Quatrième de couverture

Soudain, le vide se fit en lui. Son petit corps se contracta tout entier, il trembla ; et, à cette minute, il sut qu'il serait toujours seul. Une terrible angoisse lui remonta par le bas du ventre. Il aperçut à contre-jour la gueule de Cahill, la mort lui parut proche, toute proche ! Sur sa joue, il sentit le soleil, son harmonie mortelle, sa beauté.

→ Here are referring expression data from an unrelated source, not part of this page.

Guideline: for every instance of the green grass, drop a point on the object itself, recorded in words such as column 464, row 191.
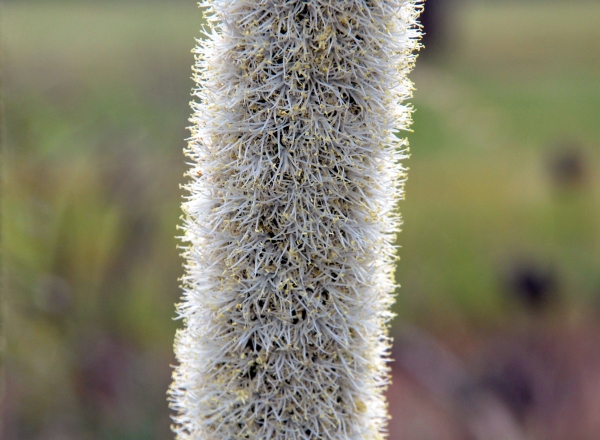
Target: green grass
column 96, row 107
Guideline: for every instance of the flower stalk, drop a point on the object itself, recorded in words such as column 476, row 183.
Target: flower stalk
column 290, row 219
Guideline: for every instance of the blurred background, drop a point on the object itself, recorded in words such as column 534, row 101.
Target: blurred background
column 498, row 327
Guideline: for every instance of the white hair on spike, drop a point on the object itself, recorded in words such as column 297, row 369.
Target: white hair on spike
column 291, row 217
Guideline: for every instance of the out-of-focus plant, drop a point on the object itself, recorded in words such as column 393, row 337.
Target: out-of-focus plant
column 291, row 218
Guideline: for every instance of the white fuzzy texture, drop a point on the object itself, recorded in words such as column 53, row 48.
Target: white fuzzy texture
column 291, row 218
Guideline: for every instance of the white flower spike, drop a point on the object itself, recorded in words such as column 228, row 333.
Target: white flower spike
column 290, row 219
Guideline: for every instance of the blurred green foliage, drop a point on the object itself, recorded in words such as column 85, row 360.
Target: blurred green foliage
column 96, row 102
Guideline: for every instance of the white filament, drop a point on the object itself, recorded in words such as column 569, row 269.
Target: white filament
column 290, row 219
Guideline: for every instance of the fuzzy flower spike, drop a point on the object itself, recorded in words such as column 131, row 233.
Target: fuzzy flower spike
column 290, row 219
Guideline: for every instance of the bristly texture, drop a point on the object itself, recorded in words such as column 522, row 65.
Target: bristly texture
column 291, row 218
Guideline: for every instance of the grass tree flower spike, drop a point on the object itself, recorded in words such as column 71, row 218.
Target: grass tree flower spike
column 290, row 218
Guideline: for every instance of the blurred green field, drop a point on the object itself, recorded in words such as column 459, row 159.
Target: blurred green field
column 96, row 97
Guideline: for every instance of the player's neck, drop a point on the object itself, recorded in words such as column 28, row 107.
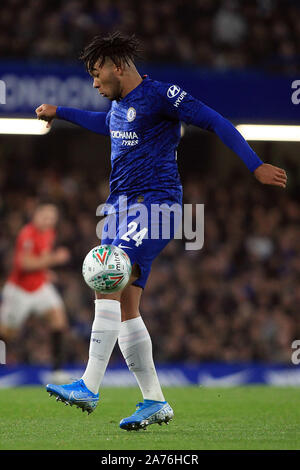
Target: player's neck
column 132, row 81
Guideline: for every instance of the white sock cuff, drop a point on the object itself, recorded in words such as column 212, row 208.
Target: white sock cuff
column 133, row 331
column 108, row 309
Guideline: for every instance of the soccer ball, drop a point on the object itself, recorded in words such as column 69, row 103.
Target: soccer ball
column 106, row 269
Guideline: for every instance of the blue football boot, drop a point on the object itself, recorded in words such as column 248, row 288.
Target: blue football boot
column 75, row 393
column 148, row 412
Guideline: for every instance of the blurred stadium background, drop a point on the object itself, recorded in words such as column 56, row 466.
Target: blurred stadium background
column 226, row 314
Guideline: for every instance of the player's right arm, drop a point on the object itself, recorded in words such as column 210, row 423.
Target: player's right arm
column 93, row 121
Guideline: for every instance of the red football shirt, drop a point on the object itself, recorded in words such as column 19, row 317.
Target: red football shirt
column 36, row 242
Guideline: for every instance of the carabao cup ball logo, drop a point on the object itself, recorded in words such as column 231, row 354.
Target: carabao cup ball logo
column 131, row 114
column 173, row 91
column 106, row 269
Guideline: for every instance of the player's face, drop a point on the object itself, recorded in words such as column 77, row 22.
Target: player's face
column 46, row 217
column 107, row 79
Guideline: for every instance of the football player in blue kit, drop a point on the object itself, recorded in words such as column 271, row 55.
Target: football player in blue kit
column 144, row 125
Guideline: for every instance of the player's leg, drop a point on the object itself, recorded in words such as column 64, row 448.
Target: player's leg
column 136, row 345
column 105, row 331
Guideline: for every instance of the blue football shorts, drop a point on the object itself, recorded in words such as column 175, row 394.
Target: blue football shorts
column 142, row 232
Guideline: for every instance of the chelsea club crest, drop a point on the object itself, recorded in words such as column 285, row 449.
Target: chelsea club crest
column 131, row 114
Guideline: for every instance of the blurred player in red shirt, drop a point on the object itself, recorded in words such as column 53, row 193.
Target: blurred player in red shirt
column 28, row 288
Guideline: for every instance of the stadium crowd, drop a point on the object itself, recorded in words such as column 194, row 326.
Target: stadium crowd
column 236, row 299
column 209, row 33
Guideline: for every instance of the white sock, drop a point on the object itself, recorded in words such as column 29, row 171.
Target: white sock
column 105, row 330
column 136, row 346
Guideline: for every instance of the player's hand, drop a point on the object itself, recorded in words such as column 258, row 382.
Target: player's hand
column 46, row 112
column 61, row 255
column 269, row 174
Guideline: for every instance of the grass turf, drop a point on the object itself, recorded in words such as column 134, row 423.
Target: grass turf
column 205, row 418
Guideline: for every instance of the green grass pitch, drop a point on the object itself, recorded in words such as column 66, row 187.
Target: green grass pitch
column 205, row 418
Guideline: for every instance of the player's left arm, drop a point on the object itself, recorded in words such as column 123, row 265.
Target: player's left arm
column 192, row 111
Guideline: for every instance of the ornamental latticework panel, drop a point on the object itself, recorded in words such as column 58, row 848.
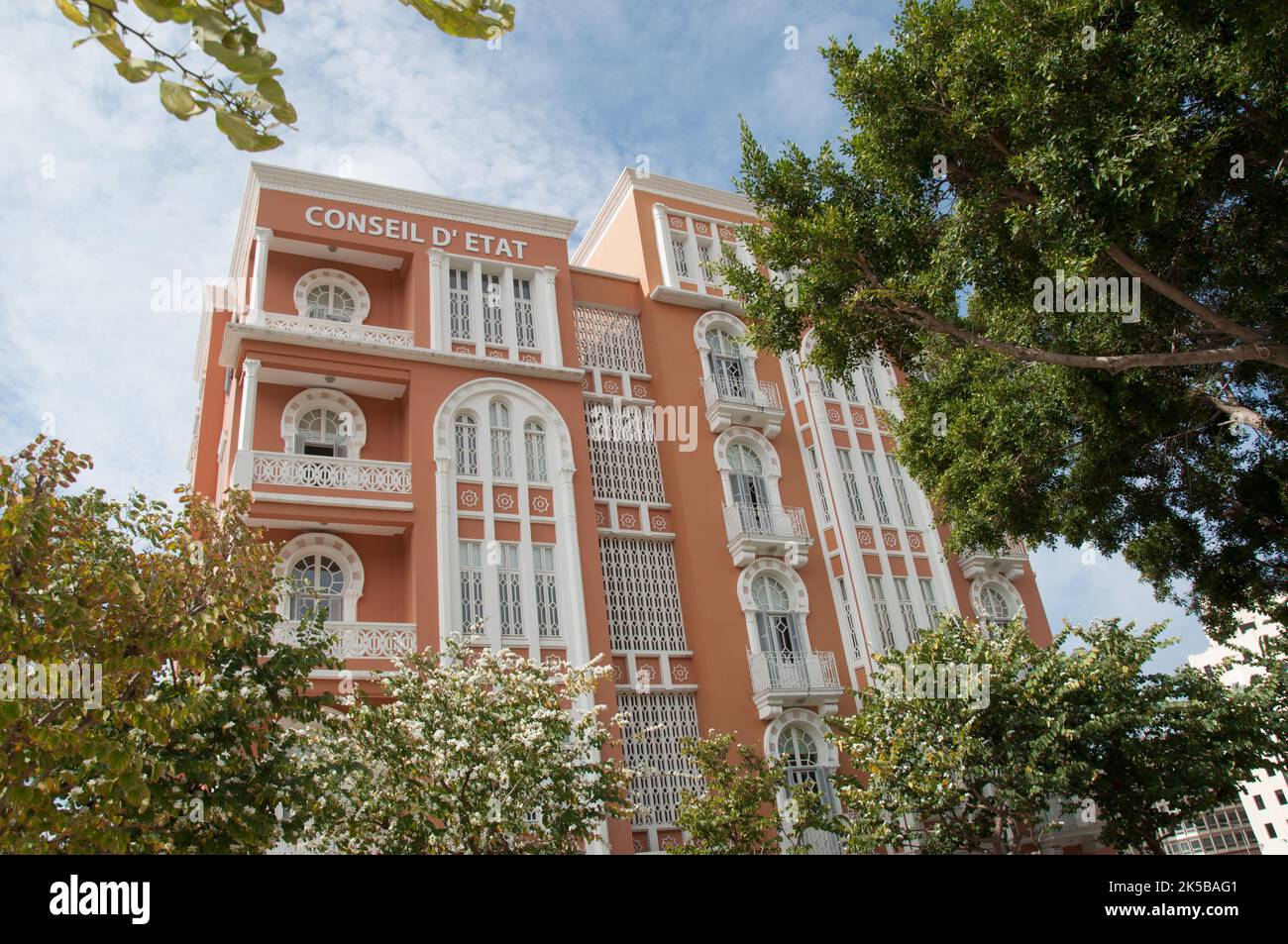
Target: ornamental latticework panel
column 651, row 747
column 608, row 339
column 642, row 592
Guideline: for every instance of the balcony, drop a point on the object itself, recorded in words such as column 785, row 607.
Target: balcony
column 338, row 331
column 755, row 531
column 359, row 640
column 789, row 679
column 327, row 472
column 1009, row 565
column 734, row 402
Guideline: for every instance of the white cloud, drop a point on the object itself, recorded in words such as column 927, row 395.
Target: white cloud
column 546, row 123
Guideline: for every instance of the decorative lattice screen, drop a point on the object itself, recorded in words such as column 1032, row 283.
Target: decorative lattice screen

Il eut envie de pleurer. Alors, les visages des soldats, des garçons vachers qui faisaient cercle autour de lui, s'évapo-rèrent dans le néant. Sa main se faufila jusqu'à l'arme, et il tira.
É. V.

Écrivain et cinéaste né à Lyon, Éric Vuillard est notamment l'auteur chez Actes Sud de Tristesse de la terre (2014), 14 juillet (2016), La guerre des pauvres (2019). Son œuvre, traduite dans quarante langues, lui a valu de nombreuses récompenses, dont le prix Goncourt pour L'ordre du jour (2017) et le prix Ernst Bloch en 2025 pour l'ensemble de son œuvre.